Self-assembly of the active lactone form of a camptothecin–phospholipid complex for sustained nuclear drug delivery

10-Hydroxycamptothecin (CPT) is considered as one of the most promising anticancer drugs against a broad spectrum of human cancers. However, it is difficult to apply CPT clinically, because of its poor water solubility and reversible instability between the active lactone and inactive carboxylate forms at neutral pH. In this paper, to overcome these limitations, the active lactone form of CPT–soybean phosphatidylcholine (SPC) complex self-assembled nanoparticles (CPT–SPC NPs) is prepared by a co-solvent method combined with a self-assembly technique. The CPT–SPC complex is characterized by solubility, UV-vis, 1H NMR, FTIR, XRD, and fluorescence analysis. These results prove the efficient complexation between active lactone form of CPT and SPC (complexation rate was high as approximately 98%).
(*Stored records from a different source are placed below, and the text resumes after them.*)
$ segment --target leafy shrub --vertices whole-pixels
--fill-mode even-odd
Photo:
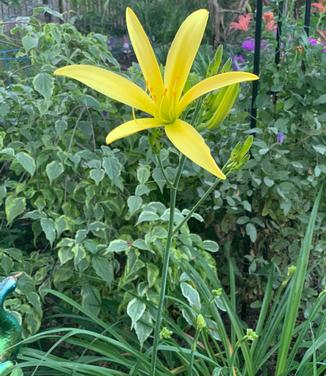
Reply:
[[[22,43],[19,55],[27,54],[31,64],[4,74],[7,87],[0,90],[1,216],[10,229],[2,240],[4,254],[14,259],[15,247],[21,258],[8,266],[4,257],[2,271],[20,268],[33,275],[42,296],[45,287],[53,286],[94,314],[106,315],[111,304],[112,312],[127,310],[135,320],[130,307],[136,291],[155,301],[160,282],[168,212],[158,202],[156,187],[163,191],[164,182],[157,157],[144,137],[125,141],[126,153],[98,147],[108,130],[131,113],[52,76],[63,64],[110,66],[120,72],[119,66],[106,38],[83,36],[69,24],[42,25],[32,18],[13,34]],[[139,81],[137,69],[133,74]],[[162,151],[161,159],[164,166],[173,165],[169,160],[176,159],[175,152]],[[173,173],[169,167],[167,174]],[[179,220],[184,215],[179,212]],[[194,218],[203,221],[199,215]],[[214,252],[218,247],[185,233],[175,245],[175,259],[190,261],[192,248]],[[31,266],[22,262],[28,257]],[[172,289],[179,275],[173,266]],[[152,320],[147,312],[143,315]],[[151,331],[138,328],[140,318],[134,326],[142,343]],[[39,325],[40,319],[33,331]]]

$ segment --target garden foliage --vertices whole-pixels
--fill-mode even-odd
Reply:
[[[247,87],[239,94],[231,116],[222,119],[217,129],[206,131],[205,139],[220,165],[227,162],[239,140],[254,134],[255,141],[252,159],[217,186],[174,240],[169,294],[175,294],[180,301],[169,300],[170,317],[165,319],[174,325],[173,330],[178,329],[172,318],[180,328],[192,328],[189,333],[194,334],[194,317],[188,311],[190,307],[198,313],[197,308],[207,298],[207,270],[218,271],[221,282],[217,284],[212,277],[210,289],[223,286],[232,292],[226,268],[230,253],[240,318],[254,327],[250,324],[261,308],[264,277],[270,265],[275,270],[272,285],[267,288],[282,289],[287,267],[295,264],[300,254],[303,229],[326,174],[326,54],[309,43],[301,25],[289,22],[283,33],[288,38],[283,40],[278,67],[274,64],[273,35],[266,36],[257,128],[250,129],[248,123]],[[29,60],[0,73],[0,271],[3,275],[25,272],[19,293],[8,301],[8,306],[21,315],[25,336],[38,331],[43,309],[47,316],[60,314],[73,301],[75,308],[91,315],[99,327],[102,319],[107,323],[121,319],[124,330],[128,326],[135,330],[138,340],[132,338],[133,346],[146,346],[152,333],[153,304],[158,300],[168,221],[168,195],[154,151],[161,149],[168,177],[175,174],[177,154],[168,142],[157,144],[155,137],[148,140],[144,135],[131,136],[112,147],[103,146],[109,130],[132,118],[130,109],[74,81],[54,79],[52,73],[59,66],[87,63],[109,66],[142,85],[137,64],[121,71],[108,51],[106,37],[97,33],[82,35],[71,24],[44,25],[33,17],[28,24],[16,26],[11,38],[20,48],[18,56]],[[238,52],[227,47],[227,52],[231,51]],[[211,57],[210,49],[203,48],[191,75],[193,82],[206,74],[203,62]],[[244,64],[250,67],[251,58],[247,52]],[[230,62],[224,69],[230,69]],[[207,112],[202,115],[206,123]],[[211,176],[186,162],[177,221],[211,184]],[[325,200],[321,199],[301,319],[314,314],[320,320],[314,307],[326,283],[325,209]],[[199,259],[202,261],[197,262]],[[194,270],[196,278],[185,276],[190,271],[182,270],[183,264]],[[198,287],[200,278],[204,282]],[[54,294],[56,298],[48,295],[48,288],[59,291]],[[57,297],[63,299],[63,306],[54,308]],[[223,312],[225,306],[221,303],[218,309]],[[236,313],[235,306],[233,309]],[[211,313],[206,313],[209,327]],[[238,329],[244,333],[238,321]],[[84,328],[90,329],[87,325]],[[109,330],[108,326],[102,329]],[[212,331],[210,334],[214,339]],[[189,342],[189,338],[183,339]],[[84,345],[83,341],[82,337],[70,343]],[[96,346],[94,351],[98,351]],[[164,346],[171,350],[169,344]],[[119,351],[131,348],[126,345]],[[137,353],[138,362],[146,365],[148,359]],[[40,353],[40,358],[43,355]],[[28,356],[26,350],[25,359]],[[263,356],[262,352],[257,362]],[[170,360],[167,355],[167,364]],[[237,354],[231,360],[242,364]],[[215,374],[223,374],[219,372],[216,367]]]

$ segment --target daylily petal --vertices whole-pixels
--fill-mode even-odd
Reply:
[[[198,97],[209,93],[210,91],[221,89],[222,87],[237,84],[245,81],[254,81],[258,80],[259,77],[252,73],[247,72],[228,72],[221,73],[215,76],[206,78],[203,81],[200,81],[198,84],[189,89],[185,95],[181,98],[178,104],[178,114],[181,114],[182,111],[195,99]]]
[[[73,78],[99,93],[151,115],[155,113],[155,104],[145,91],[119,74],[92,65],[69,65],[57,69],[54,74]]]
[[[178,119],[173,124],[166,125],[165,132],[173,145],[187,158],[219,179],[226,178],[213,159],[203,137],[194,127]]]
[[[192,63],[204,35],[208,11],[199,9],[180,26],[170,47],[164,73],[169,100],[179,101]]]
[[[147,89],[159,101],[163,92],[163,79],[151,43],[132,9],[126,10],[127,28]]]
[[[157,128],[162,126],[162,122],[154,118],[135,119],[127,121],[114,128],[107,136],[106,143],[112,142],[130,136],[134,133],[144,131],[145,129]]]

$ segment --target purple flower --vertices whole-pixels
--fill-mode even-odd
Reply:
[[[232,57],[232,65],[234,70],[241,70],[240,64],[243,64],[246,62],[246,59],[242,55],[234,55]]]
[[[309,37],[308,41],[309,41],[311,46],[317,46],[317,44],[318,44],[318,40],[316,38]]]
[[[285,134],[283,132],[277,132],[276,142],[278,144],[283,144],[284,140],[285,140]]]
[[[254,40],[253,38],[246,38],[246,39],[242,42],[241,47],[242,47],[245,51],[252,52],[252,51],[254,51],[254,49],[255,49],[255,40]]]
[[[254,38],[246,38],[242,44],[241,47],[248,52],[253,52],[255,50],[255,40]],[[262,40],[260,42],[260,47],[264,50],[267,47],[267,42],[265,40]]]

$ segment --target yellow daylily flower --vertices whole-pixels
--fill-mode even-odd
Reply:
[[[73,78],[152,116],[130,120],[113,129],[106,138],[107,144],[145,129],[164,127],[167,137],[181,153],[216,177],[225,179],[202,136],[180,116],[200,96],[228,85],[257,80],[258,77],[246,72],[222,73],[204,79],[183,94],[203,38],[208,11],[197,10],[180,26],[167,56],[164,78],[151,43],[130,8],[126,10],[126,19],[130,40],[144,75],[146,91],[119,74],[91,65],[70,65],[57,69],[54,74]]]

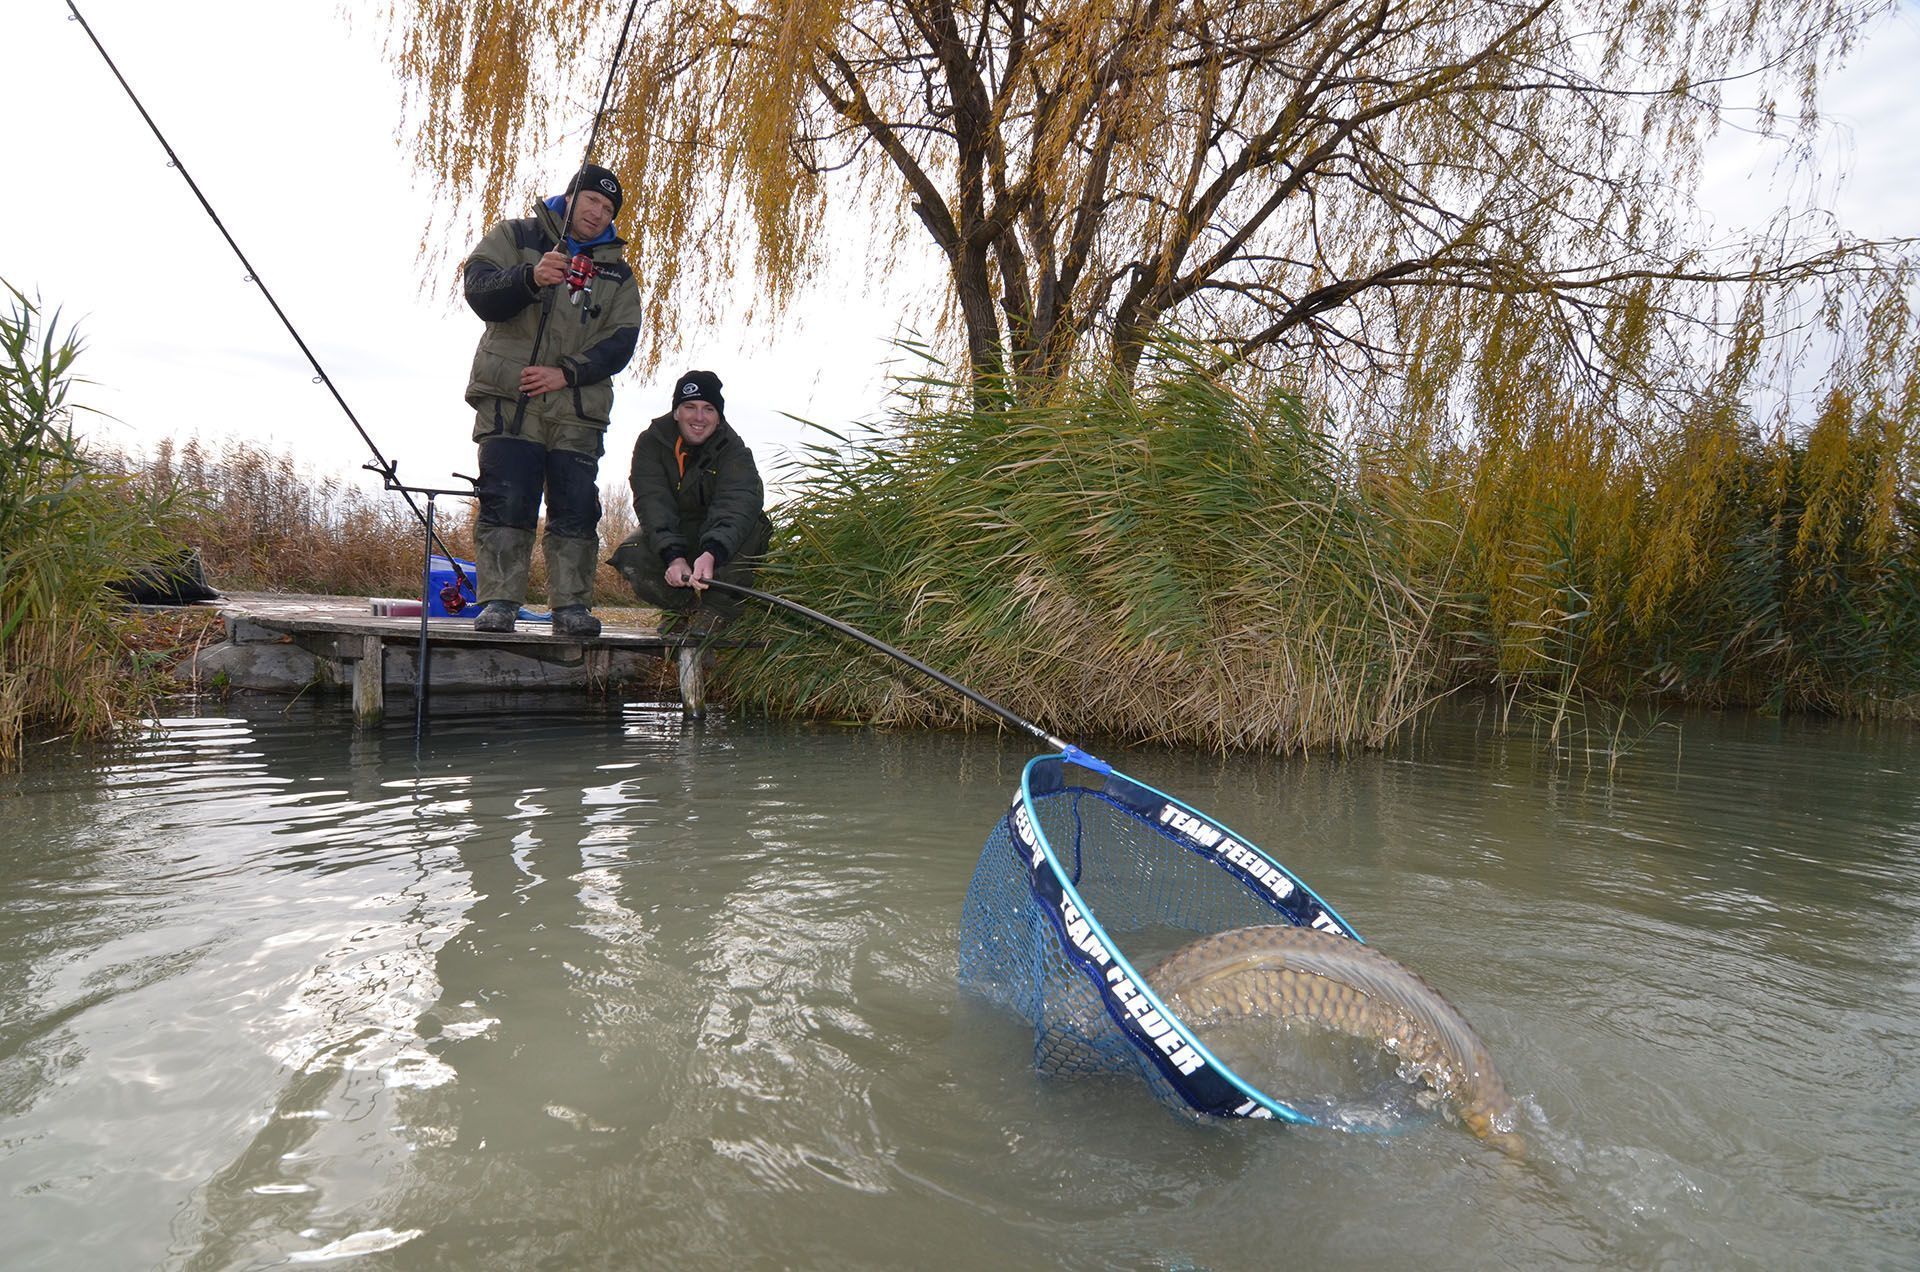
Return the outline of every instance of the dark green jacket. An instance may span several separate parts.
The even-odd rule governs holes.
[[[633,512],[660,564],[692,561],[704,551],[725,565],[742,551],[763,549],[766,487],[740,434],[722,420],[712,437],[687,451],[684,473],[674,453],[679,440],[673,416],[662,415],[633,445]]]
[[[467,304],[486,319],[474,350],[467,402],[484,411],[520,396],[520,372],[533,365],[533,335],[540,326],[540,289],[533,266],[560,235],[560,218],[544,203],[533,215],[502,221],[487,231],[462,267]],[[558,284],[553,315],[540,341],[539,365],[559,367],[568,388],[527,402],[530,415],[558,423],[605,429],[613,410],[613,377],[633,357],[640,335],[640,293],[633,271],[621,259],[624,239],[615,236],[588,249],[599,271],[580,305],[568,303]]]

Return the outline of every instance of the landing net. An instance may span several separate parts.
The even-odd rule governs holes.
[[[1132,1071],[1175,1108],[1314,1121],[1209,1052],[1141,971],[1230,928],[1358,934],[1225,826],[1071,755],[1029,761],[987,836],[960,919],[960,983],[1027,1019],[1044,1073]],[[1099,785],[1069,784],[1082,773]]]

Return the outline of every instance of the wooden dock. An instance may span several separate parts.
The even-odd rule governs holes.
[[[357,719],[380,719],[389,688],[412,695],[419,680],[420,618],[373,612],[367,597],[233,592],[219,601],[227,638],[200,650],[178,672],[198,687],[262,693],[350,692]],[[617,611],[655,616],[652,610]],[[682,710],[706,710],[706,650],[722,640],[663,636],[657,625],[610,621],[599,636],[555,636],[548,622],[521,619],[511,632],[477,632],[472,616],[427,619],[431,693],[601,690],[658,680],[675,666]]]

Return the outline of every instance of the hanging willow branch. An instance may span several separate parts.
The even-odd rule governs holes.
[[[620,7],[390,0],[416,158],[463,228],[551,192]],[[1466,390],[1422,351],[1486,356],[1462,333],[1517,306],[1564,387],[1643,401],[1739,335],[1750,288],[1885,293],[1909,243],[1805,209],[1703,243],[1691,195],[1736,105],[1806,162],[1823,75],[1887,7],[654,0],[603,148],[642,360],[924,234],[976,376],[1130,380],[1173,325],[1226,363],[1444,398]]]

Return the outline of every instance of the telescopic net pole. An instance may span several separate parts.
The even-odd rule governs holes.
[[[1087,752],[1081,750],[1079,747],[1073,745],[1071,742],[1067,742],[1053,736],[1051,733],[1048,733],[1045,729],[1041,728],[1039,725],[1035,724],[1033,721],[1028,720],[1023,716],[1014,714],[1012,711],[1009,711],[1006,707],[1001,706],[999,703],[987,697],[985,694],[978,693],[972,689],[967,688],[967,686],[961,684],[958,680],[955,680],[952,676],[949,676],[944,672],[935,671],[933,668],[927,666],[927,664],[921,662],[918,658],[915,658],[912,654],[909,654],[904,650],[895,649],[892,645],[887,644],[887,642],[885,642],[884,640],[881,640],[877,636],[869,636],[865,632],[861,631],[857,627],[852,626],[851,624],[843,623],[837,618],[829,618],[825,614],[822,614],[819,610],[808,609],[805,605],[800,604],[798,601],[790,601],[784,596],[775,596],[771,592],[762,592],[756,588],[742,587],[738,583],[728,583],[722,579],[709,579],[707,580],[707,586],[717,587],[723,592],[737,593],[740,596],[750,596],[757,601],[763,601],[766,604],[772,605],[778,609],[788,610],[792,613],[800,615],[803,618],[811,619],[812,621],[819,623],[825,627],[830,627],[834,631],[839,632],[842,636],[851,637],[852,639],[859,641],[861,644],[866,645],[870,649],[877,649],[881,653],[885,654],[887,657],[893,658],[902,663],[905,663],[907,666],[913,668],[915,671],[919,672],[921,675],[938,681],[939,683],[953,690],[955,693],[967,699],[967,701],[973,703],[974,705],[981,707],[982,709],[989,711],[992,714],[1000,717],[1002,720],[1005,720],[1008,724],[1013,725],[1015,728],[1021,730],[1022,732],[1025,732],[1027,734],[1032,735],[1035,738],[1038,738],[1040,741],[1046,743],[1048,746],[1059,751],[1061,754],[1066,756],[1067,759],[1071,760],[1075,764],[1080,765],[1082,768],[1092,769],[1093,771],[1098,773],[1110,773],[1113,771],[1112,766],[1109,765],[1105,760],[1101,760],[1093,755],[1088,754]]]

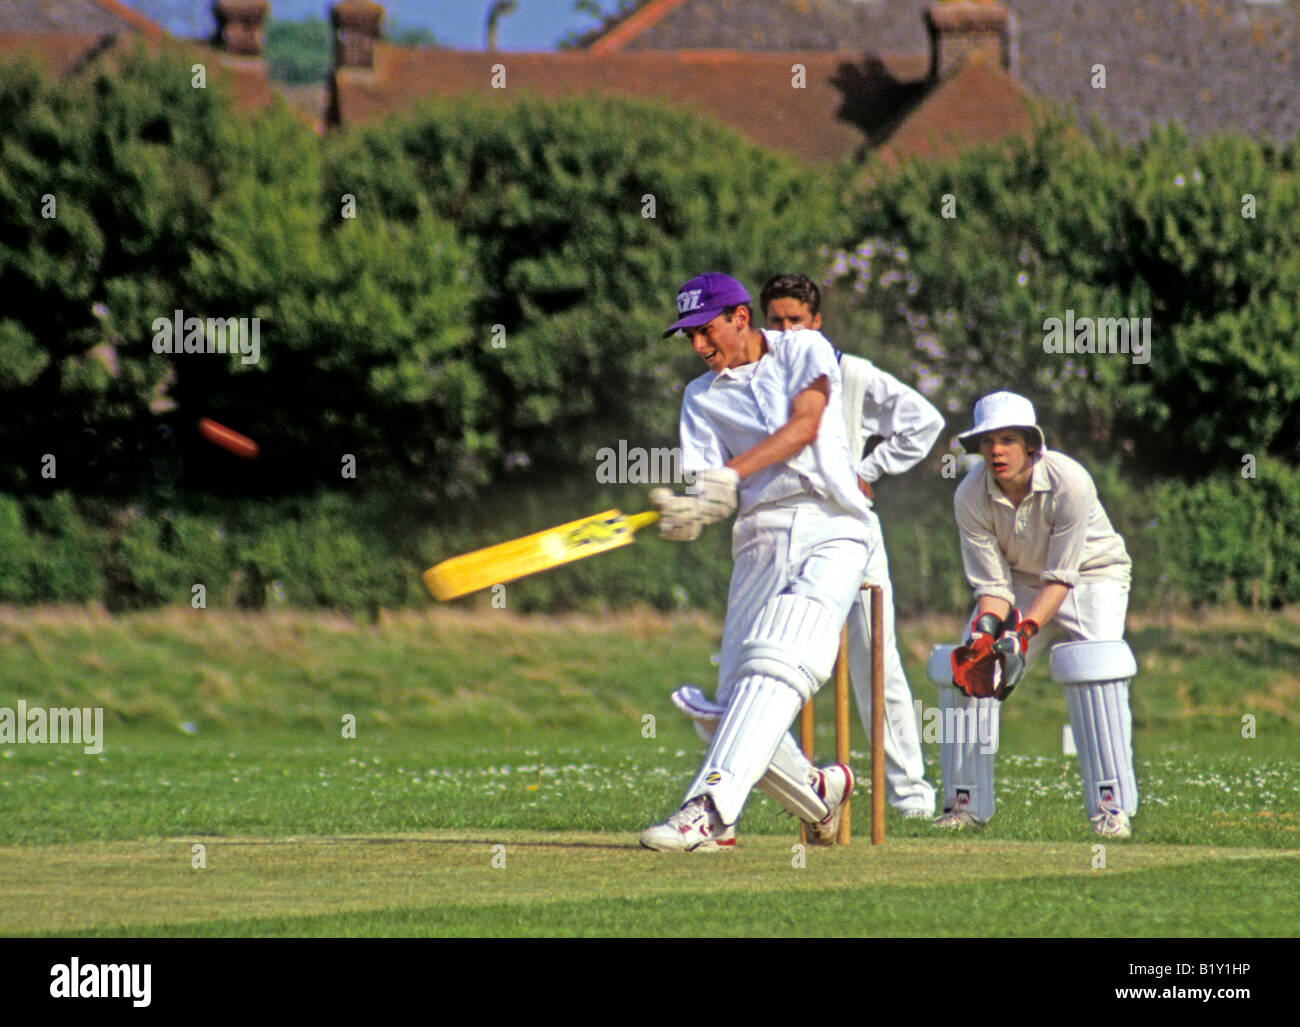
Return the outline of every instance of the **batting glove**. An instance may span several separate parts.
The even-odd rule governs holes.
[[[1021,620],[1020,611],[1014,607],[1002,622],[998,640],[993,643],[993,651],[1002,661],[1002,684],[997,690],[999,700],[1006,699],[1024,676],[1025,652],[1029,649],[1030,639],[1036,634],[1038,622]]]
[[[700,518],[704,524],[724,521],[736,512],[736,493],[740,475],[730,467],[713,471],[700,471],[695,475],[695,499],[700,504]]]
[[[672,489],[650,490],[650,502],[659,508],[659,537],[671,542],[694,542],[704,521],[695,496],[679,496]]]

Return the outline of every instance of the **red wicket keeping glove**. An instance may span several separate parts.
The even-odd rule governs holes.
[[[993,643],[1002,630],[1002,621],[991,613],[982,613],[970,626],[966,644],[952,651],[952,683],[974,699],[998,693],[1001,676],[998,654]]]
The self-assembled CPT–SPC NPs show a hydrodynamic particle size of 210.7 ± 6.1 nm, a zeta potential of −24.9 ± 3.1 mV, a spherical shape, and a high drug-loading content of 16.3 ± 0.5%. CPT is released from the CPT–SPC NPs in a biphasic way with an initial burst release followed by a subsequent sustained release. Additionally, in comparision with the free CPT, the CPT–SPC NPs, because of the improved drug stability and enhanced drug transport across cellular membranes, present significantly higher cellular uptake efficiency and cell-killing effect of the drug. Moreover, both confocal imaging and fluorescence measurements demonstrate that CPT is able to be delivered to nuclei by the CPT–SPC NPs after their cellular uptake, by real-time monitoring of drug release and intracellular drug delivery. Furthermore, in vivo animal imaging results indicate that the systemically administered CPT–SPC NPs exhibit excellent tumor targetability in HeLa tumor-bearing nude mice. These results demonstrate that the CPT–SPC complex-based self-assembled NPs hold great potential as effective drug delivery systems for cancer treatment.